BR-376 - Rodovia do Café
Diversos estudos posteriores foram realizados no sentido de encontrar o melhor traçado para a cha-mada "Estrada de Mato Grosso" através do Ivaí, Tibagí e sertões adjacentes.
Em 15 de abril de 1871, em Curitiba, foi lançada com grande pompa a pedra fundamental da ponte sobre o rio Ivo, no local da rua 15 de Novembro, entre as ruas Murici e Ébano Pereira, como início da construção da Estrada de Mato Grosso, pela qual se prolongava para o Noroeste da Estrada da Graciosa. Essa estrada, igualmente revestida de macadame, se estendeu através de Campo Largo, Palmeira e Ponta Grossa.
A partir de 1928, com o primeiro Plano Rodoviário do Paraná, começaram a ser traçadas as diretrizes visando atender a ligação com a região Norte.
Em 1944 teve início a construção de uma nova estrada, em duas frentes de trabalho nos pontos extremos dos trechos Tibagi-Ortigueira e Apucarana-Ortigueira. Com a criação do DER em 1946, deu-se prosseguimento à construção no percurso Tibagi-Ortigueira-Apucarana, cuja obra em estágio inicial foi aberta ao tráfego em 1951.
No Plano Rodoviário de 1951 se delineava através dos projetos troncos as diretrizes gerais que, completadas e revistas por outras, se converteriam nos trechos básicos que integravam a Rodovia do Café. Durante o Congresso Nacional de Transportes, realizado em maio de 1956, a delegação do DER do Paraná apresentou tese propondo a federalização do trecho São Luiz do Purunã - Ponta Grossa - Porto São José e daí ao Rio Brilhante, no Estado do Mato Grosso. O Plano Rodoviário Nacional desse mesmo ano incluiu a BR-104 com a diretriz acima como rodovia de interesse nacional. O novo Plano Nacional de Viação, de dezembro de 1964, que introduziu alterações no plano anterior e deu nova nomenclatura às rodovias federais, manteve a BR-104 com a denominação de BR-376 com a diretriz Dourados(MT)-Apucarana-Ponta Grossa-São Luiz do Purunã(PR).
Até que se chegasse a definir a diretriz geral da Rodovia do Café, com o percurso mais indicado ao escoamento das safras cafeeiras ao Porto de Paranaguá, várias alternativas foram aventadas.
A Rodovia do Café causou grande impacto, na década de 1960. A principal meta do período era pavimentar o trecho Ponta Grossa - Apucarana.

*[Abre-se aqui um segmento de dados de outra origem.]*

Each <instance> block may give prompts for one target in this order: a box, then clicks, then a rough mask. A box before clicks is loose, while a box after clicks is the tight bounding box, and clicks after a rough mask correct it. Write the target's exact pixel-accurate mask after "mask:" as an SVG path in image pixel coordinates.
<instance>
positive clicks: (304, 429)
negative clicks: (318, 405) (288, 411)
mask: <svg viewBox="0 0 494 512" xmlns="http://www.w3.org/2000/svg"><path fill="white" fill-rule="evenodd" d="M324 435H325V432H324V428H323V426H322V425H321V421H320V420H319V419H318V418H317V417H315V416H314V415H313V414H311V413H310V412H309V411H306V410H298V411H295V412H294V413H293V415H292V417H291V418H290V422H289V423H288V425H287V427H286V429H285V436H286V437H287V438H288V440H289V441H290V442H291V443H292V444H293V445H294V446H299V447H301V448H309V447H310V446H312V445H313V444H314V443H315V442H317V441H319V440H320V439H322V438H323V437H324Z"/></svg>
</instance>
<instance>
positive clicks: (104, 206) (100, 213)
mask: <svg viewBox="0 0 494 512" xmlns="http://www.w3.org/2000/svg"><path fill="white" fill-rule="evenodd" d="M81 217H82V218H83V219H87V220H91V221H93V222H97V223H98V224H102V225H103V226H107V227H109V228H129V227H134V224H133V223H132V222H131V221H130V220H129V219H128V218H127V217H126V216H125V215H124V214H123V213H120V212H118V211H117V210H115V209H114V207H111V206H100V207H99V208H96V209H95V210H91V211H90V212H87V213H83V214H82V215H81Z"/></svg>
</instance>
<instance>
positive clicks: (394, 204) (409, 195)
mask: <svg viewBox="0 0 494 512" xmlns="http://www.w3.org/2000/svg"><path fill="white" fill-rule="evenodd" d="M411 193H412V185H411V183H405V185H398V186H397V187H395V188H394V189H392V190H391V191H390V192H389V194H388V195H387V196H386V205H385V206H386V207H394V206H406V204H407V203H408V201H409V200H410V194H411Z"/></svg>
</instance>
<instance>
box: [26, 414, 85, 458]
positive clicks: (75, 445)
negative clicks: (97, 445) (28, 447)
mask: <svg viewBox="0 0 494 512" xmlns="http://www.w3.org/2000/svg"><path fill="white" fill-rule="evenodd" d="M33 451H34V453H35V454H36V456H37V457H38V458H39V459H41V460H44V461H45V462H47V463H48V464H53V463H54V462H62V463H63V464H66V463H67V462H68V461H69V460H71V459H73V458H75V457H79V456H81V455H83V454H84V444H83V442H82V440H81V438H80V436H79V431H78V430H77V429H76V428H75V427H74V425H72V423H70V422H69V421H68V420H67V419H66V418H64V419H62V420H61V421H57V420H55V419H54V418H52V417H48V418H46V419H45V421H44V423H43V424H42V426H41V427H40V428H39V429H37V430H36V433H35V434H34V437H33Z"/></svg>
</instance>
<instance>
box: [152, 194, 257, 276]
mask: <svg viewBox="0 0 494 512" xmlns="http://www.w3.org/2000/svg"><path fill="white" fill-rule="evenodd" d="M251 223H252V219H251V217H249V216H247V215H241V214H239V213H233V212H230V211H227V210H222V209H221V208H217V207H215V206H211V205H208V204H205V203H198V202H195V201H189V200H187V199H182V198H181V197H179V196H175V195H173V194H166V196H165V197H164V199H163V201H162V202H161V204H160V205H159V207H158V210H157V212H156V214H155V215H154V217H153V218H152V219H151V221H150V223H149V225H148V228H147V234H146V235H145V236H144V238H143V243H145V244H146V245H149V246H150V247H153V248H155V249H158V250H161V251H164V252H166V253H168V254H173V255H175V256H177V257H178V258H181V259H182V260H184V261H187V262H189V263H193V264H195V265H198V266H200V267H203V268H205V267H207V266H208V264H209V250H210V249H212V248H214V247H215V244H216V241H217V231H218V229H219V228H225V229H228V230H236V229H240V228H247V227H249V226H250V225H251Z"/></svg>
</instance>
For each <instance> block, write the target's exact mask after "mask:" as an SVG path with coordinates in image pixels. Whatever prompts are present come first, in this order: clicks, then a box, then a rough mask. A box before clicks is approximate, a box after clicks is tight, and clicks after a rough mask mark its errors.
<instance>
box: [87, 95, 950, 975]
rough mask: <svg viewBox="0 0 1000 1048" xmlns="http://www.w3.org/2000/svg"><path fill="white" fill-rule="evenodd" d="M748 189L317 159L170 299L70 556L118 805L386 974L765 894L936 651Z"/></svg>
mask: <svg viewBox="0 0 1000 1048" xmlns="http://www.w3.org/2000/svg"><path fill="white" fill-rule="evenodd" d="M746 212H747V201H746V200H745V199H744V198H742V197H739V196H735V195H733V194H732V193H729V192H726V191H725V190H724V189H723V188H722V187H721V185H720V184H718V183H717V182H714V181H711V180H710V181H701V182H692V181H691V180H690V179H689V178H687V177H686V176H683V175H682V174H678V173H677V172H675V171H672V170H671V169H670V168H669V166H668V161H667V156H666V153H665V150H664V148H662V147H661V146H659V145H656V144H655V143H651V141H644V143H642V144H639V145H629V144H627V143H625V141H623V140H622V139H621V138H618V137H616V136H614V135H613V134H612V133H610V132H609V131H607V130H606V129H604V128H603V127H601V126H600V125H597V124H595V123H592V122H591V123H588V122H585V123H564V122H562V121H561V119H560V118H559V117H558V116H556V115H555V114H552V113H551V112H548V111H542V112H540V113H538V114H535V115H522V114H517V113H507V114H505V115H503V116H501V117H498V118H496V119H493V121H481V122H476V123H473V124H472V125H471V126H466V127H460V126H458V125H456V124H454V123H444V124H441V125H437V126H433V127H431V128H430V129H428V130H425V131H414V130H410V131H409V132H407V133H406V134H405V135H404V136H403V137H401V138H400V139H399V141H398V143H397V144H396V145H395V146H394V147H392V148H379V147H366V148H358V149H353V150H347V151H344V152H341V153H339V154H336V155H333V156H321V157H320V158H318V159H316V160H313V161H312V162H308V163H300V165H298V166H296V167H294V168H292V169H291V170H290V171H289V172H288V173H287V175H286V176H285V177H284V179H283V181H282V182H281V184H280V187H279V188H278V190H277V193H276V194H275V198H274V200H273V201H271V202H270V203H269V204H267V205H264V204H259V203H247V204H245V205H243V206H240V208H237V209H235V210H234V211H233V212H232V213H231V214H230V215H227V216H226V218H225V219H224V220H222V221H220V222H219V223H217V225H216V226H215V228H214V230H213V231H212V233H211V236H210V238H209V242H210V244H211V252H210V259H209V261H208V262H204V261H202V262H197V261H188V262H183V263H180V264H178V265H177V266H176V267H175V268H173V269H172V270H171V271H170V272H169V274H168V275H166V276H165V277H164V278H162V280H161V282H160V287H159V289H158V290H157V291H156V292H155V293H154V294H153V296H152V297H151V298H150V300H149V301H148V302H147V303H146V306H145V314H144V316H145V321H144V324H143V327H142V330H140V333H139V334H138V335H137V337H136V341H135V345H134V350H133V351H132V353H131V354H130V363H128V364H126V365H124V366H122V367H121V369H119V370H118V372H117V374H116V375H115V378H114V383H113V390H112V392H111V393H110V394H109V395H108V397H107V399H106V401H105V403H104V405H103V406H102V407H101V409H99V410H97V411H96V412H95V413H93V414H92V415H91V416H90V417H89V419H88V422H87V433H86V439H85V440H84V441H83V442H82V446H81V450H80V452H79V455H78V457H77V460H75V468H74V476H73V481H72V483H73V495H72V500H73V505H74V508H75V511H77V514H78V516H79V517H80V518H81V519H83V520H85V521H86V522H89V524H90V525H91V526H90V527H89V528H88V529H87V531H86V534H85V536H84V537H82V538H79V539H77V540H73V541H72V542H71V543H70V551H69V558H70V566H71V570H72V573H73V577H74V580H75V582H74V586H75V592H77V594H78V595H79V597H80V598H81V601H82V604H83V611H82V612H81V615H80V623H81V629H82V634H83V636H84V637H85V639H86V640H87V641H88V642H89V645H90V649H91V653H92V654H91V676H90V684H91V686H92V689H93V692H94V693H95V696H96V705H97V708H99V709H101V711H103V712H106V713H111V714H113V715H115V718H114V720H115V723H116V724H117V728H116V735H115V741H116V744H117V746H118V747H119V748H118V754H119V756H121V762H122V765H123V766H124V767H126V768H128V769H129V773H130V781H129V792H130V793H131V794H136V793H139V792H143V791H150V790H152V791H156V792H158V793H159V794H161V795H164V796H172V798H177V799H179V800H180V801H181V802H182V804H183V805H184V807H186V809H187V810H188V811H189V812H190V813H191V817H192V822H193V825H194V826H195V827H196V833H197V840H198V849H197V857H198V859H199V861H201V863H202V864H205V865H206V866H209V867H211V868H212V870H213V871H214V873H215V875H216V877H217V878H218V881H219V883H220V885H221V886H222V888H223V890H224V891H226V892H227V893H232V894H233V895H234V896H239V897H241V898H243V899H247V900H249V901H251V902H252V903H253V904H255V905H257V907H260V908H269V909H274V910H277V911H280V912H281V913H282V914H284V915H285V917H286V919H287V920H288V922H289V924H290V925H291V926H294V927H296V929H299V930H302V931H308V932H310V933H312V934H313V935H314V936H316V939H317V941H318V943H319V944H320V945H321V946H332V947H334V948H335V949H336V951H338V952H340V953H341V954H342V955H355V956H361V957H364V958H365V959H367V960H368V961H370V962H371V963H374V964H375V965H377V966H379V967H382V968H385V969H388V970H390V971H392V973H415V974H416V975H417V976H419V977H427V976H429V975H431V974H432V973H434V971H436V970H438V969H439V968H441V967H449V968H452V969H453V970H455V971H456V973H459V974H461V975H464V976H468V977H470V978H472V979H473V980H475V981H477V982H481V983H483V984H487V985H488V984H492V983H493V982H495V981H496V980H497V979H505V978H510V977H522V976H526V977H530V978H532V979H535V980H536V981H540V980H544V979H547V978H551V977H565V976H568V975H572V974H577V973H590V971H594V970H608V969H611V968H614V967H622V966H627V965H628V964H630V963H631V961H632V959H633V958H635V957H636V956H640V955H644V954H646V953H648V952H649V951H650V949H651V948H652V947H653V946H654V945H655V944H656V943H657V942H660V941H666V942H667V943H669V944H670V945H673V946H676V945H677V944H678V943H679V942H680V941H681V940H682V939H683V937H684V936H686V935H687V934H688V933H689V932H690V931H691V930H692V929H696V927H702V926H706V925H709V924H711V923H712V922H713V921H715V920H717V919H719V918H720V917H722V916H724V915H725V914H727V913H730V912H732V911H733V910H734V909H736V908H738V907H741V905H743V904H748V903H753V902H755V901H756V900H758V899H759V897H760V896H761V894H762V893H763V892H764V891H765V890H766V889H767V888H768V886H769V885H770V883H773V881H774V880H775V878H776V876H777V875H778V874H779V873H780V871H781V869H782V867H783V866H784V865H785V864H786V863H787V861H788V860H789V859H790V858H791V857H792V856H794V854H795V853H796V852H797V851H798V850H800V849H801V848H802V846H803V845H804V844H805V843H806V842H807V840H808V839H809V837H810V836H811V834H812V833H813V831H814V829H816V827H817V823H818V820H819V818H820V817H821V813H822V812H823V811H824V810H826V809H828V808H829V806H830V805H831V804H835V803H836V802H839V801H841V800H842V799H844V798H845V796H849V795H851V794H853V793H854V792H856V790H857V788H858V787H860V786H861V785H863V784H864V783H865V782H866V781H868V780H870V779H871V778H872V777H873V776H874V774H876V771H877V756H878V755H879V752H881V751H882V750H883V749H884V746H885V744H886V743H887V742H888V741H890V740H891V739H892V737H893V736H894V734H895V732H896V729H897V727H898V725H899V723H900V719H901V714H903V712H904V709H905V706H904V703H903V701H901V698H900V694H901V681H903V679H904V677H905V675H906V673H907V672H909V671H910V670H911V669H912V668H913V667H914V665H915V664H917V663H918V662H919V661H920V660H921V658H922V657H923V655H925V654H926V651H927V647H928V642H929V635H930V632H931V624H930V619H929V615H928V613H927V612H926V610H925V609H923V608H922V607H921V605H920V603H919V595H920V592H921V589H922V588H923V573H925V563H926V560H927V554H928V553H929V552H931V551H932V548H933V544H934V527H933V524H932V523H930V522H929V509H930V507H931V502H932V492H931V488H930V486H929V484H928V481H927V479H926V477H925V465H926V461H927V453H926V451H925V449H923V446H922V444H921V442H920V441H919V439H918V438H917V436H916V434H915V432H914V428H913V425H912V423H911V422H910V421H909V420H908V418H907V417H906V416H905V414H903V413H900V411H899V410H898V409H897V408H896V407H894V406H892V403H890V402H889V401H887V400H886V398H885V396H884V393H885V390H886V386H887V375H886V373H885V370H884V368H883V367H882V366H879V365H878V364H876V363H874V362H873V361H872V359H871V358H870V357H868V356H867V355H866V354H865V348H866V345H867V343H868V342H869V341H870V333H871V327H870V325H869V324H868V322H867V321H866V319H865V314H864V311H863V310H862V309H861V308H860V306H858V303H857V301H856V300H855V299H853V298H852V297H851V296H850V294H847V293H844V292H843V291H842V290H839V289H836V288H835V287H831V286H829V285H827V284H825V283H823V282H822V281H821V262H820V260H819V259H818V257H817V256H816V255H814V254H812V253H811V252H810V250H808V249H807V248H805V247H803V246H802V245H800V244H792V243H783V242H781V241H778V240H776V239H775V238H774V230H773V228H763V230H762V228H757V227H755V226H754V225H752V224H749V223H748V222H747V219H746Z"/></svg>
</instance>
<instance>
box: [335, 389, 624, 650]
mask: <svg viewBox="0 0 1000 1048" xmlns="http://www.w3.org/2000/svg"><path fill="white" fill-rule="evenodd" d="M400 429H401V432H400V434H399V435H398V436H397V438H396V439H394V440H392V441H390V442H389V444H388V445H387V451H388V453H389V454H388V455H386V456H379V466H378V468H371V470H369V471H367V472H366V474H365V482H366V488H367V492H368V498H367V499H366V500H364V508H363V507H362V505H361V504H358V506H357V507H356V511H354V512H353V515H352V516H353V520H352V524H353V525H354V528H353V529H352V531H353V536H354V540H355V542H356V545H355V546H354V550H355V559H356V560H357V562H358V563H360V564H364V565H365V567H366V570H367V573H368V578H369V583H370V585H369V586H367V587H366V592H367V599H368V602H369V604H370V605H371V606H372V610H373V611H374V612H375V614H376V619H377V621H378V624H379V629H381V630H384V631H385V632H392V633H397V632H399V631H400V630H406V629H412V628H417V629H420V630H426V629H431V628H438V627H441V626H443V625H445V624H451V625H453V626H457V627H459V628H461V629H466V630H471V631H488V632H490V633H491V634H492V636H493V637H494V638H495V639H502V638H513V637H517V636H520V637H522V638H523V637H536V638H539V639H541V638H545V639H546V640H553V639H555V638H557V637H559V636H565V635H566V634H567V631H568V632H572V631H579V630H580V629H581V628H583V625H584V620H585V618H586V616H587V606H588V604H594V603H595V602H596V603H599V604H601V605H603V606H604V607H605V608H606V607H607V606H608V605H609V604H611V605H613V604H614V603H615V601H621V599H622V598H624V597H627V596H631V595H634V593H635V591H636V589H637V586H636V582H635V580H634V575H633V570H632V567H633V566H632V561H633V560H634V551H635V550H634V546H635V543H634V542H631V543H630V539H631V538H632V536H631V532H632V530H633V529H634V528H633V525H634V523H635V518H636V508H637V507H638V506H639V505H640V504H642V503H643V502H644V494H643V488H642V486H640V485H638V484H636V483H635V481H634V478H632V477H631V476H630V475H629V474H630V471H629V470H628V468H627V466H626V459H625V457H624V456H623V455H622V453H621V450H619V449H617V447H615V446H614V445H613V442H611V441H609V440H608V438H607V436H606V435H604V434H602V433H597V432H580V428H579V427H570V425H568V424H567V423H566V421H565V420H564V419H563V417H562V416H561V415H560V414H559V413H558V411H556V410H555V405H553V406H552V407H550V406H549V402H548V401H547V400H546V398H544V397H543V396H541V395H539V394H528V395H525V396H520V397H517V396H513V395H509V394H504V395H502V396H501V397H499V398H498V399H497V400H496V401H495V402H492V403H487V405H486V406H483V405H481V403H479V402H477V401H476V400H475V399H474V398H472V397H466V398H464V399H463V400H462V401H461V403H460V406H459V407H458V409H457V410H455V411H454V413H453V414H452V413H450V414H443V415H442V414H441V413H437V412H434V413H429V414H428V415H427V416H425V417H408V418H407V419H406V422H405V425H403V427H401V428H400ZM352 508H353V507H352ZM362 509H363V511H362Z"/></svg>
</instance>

Até então, a ligação entre norte e sul do Estado se fazia pela antiga Estrada do Cerne, uma estrada cheia de curvas, estreita e sem pavimentação.
A pavimentação asfáltica da Rodovia do Café exigiu cuidadosos estudos sobre a constituição geo-lógica do sub-leito e o dimensionamento do pavimento, tendo em vista as características do terreno
e a intensidade do tráfego pesado que a estrada deveria suportar como o principal eixo rodoviário do Estado. Sua construção mobilizou um maquinário de grande porte, assim como representou uma pre-ciosa oportunidade de adestramento da mão de obra empregada.
Foi entregue ao tráfego, em 1984, com sua maior meta rodoviária plenamente atingida, representando a concretização de uma obra de integração econômica, social e política de alcance regional e nacional.
Como parte das comemorações na inauguração da Rodovia do Café, realizaram-se várias atividades, dentre elas, uma prova automobilística com a participação de pilotos de todo o país e do exterior, em que se assinalou a presença de duas corredoras no grid de largada. O trajeto foi de ida e volta, de Curitiba-Apucarana. Diversas pessoas acamparam à margem da rodovia para acompanhar de perto o evento que marcou a inauguração da estrada.
Com a pavimentação da Rodovia do Café tornou acessível a visita, em caráter de "tour" organizado, às formações areníticas de Vila Velha incluindo a Lagoa Dourada e as Furnas, situadas no Parque Estadual de Vila Velha.
A rodovia aproveitou a pavimentação de 13 quilômetros do trecho da Serra do Mar. Ao ser entregue ao DNER o trecho da auto-estrada Curitiba - Paranaguá estava concluída toda a extensão da obra de terraplenagem, inclusive do sub-trecho da Serra do Mar.
No final do ano de 1986, o governo inaugurou a nova pista da Rodovia do Café, a duplicação do trecho Spréa - Ponta Grossa, com uma extensão de 66,7 quilômetros.